Dezeen is finally launching an opinion column. The first piece by our new columnist Sam Jacob will run tomorrow; here, Dezeen editor-in-chief Marcus Fairs, whose own column will alternate with Jacob's, explains why it's taken us so long to take a stance.
At last, Dezeen has an opinion
I’ve enjoyed not having an opinion for the last six years. During that time I’ve steered away from saying what I think about architecture and design for several reasons.
When I started Dezeen in 2006, the internet was awash with people sharing their views: many of the early bloggers shouted loud, and I had no intention of getting involved in a decibel war. I’d come from the world of print journalism, with its legions of professional columnists, critics, leader writers and agenda-pushers: expensive baggage that I could no longer afford to carry.
My own outspoken, shoot-from-the-hip print articles had made me many enemies – there are still designers, architects and public figures who won’t speak to me ten years on from pieces that (usually mildly and always, I still contend, with justfication) criticised them – and I was tired of the flak. Plus coming up with a coherent viewpoint on a topic is time-consuming and difficult and, for a newly unemployed journalist, very badly paid.
So I launched Dezeen as an opinion-free channel of pure information. I found it immensely refreshing not to have to pass constant judgment; so apparently did others as it became immediately popular. And, along with many, many other blogs, Dezeen became a forum for a new form of user-generated opinion in the guise of a lively comments section, which, while lacking the nuance of the professional criterati, attracted viewpoints that were strident, passionate and diverse.
And as opinion became democratised, so it started to get shorter. Long-form journalism was usurped by snappy blog posts and curt comments and later, with the rise of twitter, 140-character witticisms. Facebook further reduced opinion to a monosyllabic “like” and Pinterest has more lately removed the verbalisation of preference entirely: pinning something is a visceral action rather than an intellectual one.
But of course “democratisation” is another word for “I can do your job more cheaply than you” and with the entry cost of setting up an online platform being close to zero, there are now hordes of blogs competing for the same stories. Information has become ubiquitous: if you Google a phrase from an architect’s press release you will find the exact same wording on dozens of sites.
Interestingly Google, so long viewed as the nemesis of good writing since it seemed to promote quantity over quality, has started to act as its saviour. Since its Penguin update last year it now marks down sites that publish generic content while elevating those that create their own. Now, instead of a race to the bottom there is a race back to the top.
About time too, as intelligent writing can help make sense of the culture it speaks about, as well as documenting it. Writers are the bureaucrats of culture and that is not a pejorative statement: a strong bureaucracy is vital to keep fluid and potentially corruptible systems on the right track. Sites like Dezeen are no longer radical upstarts but part of the establishment, alongside the quality print magazines that have survived the dotcom tsunami and the many newer platforms, both web- and paper-based, that are once again exploring long-form writing.
And there is plenty to write about: fuelled partly by an insatiable online media and partly by globalisation, new technologies and today’s groaning glut of designers, architecture and design have gone into hyper-drive.
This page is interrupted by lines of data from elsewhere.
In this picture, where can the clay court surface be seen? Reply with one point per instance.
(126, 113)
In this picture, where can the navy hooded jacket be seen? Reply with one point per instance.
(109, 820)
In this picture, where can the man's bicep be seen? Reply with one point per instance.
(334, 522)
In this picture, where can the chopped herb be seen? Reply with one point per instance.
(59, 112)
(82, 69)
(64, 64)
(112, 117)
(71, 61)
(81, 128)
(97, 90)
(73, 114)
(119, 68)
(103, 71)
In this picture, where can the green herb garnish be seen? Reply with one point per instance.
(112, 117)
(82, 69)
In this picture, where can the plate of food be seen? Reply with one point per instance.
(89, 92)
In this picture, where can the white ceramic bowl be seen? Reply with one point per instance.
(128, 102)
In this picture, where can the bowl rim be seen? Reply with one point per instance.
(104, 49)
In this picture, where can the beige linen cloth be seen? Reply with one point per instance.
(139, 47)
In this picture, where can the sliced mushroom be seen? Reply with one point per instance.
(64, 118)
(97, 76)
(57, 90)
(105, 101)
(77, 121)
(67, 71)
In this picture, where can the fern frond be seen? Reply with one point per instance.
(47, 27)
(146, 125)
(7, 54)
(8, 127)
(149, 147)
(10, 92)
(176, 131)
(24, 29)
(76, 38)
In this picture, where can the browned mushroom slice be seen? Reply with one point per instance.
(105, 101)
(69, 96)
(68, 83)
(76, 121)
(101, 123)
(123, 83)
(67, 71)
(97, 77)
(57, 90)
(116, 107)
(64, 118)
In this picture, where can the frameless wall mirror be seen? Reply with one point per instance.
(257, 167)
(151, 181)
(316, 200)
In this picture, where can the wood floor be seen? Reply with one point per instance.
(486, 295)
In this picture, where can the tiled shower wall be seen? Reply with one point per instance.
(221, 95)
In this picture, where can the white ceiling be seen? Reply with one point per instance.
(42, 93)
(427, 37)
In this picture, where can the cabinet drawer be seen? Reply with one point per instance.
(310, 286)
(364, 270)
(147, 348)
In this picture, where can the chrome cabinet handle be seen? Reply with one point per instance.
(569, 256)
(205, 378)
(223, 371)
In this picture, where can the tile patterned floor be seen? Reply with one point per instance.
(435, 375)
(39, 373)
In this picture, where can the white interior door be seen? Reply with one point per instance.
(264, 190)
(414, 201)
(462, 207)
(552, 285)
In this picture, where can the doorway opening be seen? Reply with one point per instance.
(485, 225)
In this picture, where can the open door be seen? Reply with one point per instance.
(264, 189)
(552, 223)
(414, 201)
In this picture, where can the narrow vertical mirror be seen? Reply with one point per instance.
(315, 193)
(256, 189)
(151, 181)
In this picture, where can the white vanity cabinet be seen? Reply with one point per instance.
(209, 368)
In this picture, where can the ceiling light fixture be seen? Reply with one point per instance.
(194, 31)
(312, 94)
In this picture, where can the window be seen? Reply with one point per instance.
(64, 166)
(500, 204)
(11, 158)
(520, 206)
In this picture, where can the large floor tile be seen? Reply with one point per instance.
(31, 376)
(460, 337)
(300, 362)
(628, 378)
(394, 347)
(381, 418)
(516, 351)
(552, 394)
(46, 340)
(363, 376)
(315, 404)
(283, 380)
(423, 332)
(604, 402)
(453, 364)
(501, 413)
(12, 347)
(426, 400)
We need new ways of making sense of what is happening; we need a new generation of writers with the intelligence and audacity to help define this design rapture. At Dezeen we want to play a part in this and so this week we’re launching our new Opinion section. It will be modest to start with: we’ll publish a piece every week or so I’ll be alternating with our first columnist, Sam Jacob, who was recently described as “one of the sharpest, funniest and finest critics of contemporary design culture” by Edwin Heathcote, architecture critic for the Financial Times. Read Sam's first piece here.
As we find our feet we hope to add to our stable of writers and will be looking for both established and emerging talents to contribute.
In the same way that Dezeen promotes the work of architects and designers by publishing it on our site, and helps emerging musicians with our recently launched Dezeen Music Project, we now want to do the same for writers. If you have an idea for a piece, or have an article you’d like to submit, drop us a line at email@example.com. And yes, we will pay - a modest amount admittedly - for all the pieces we publish.
We hope you enjoy our new Opinion section and we look forward to your (hopefully intelligent and considered) comments.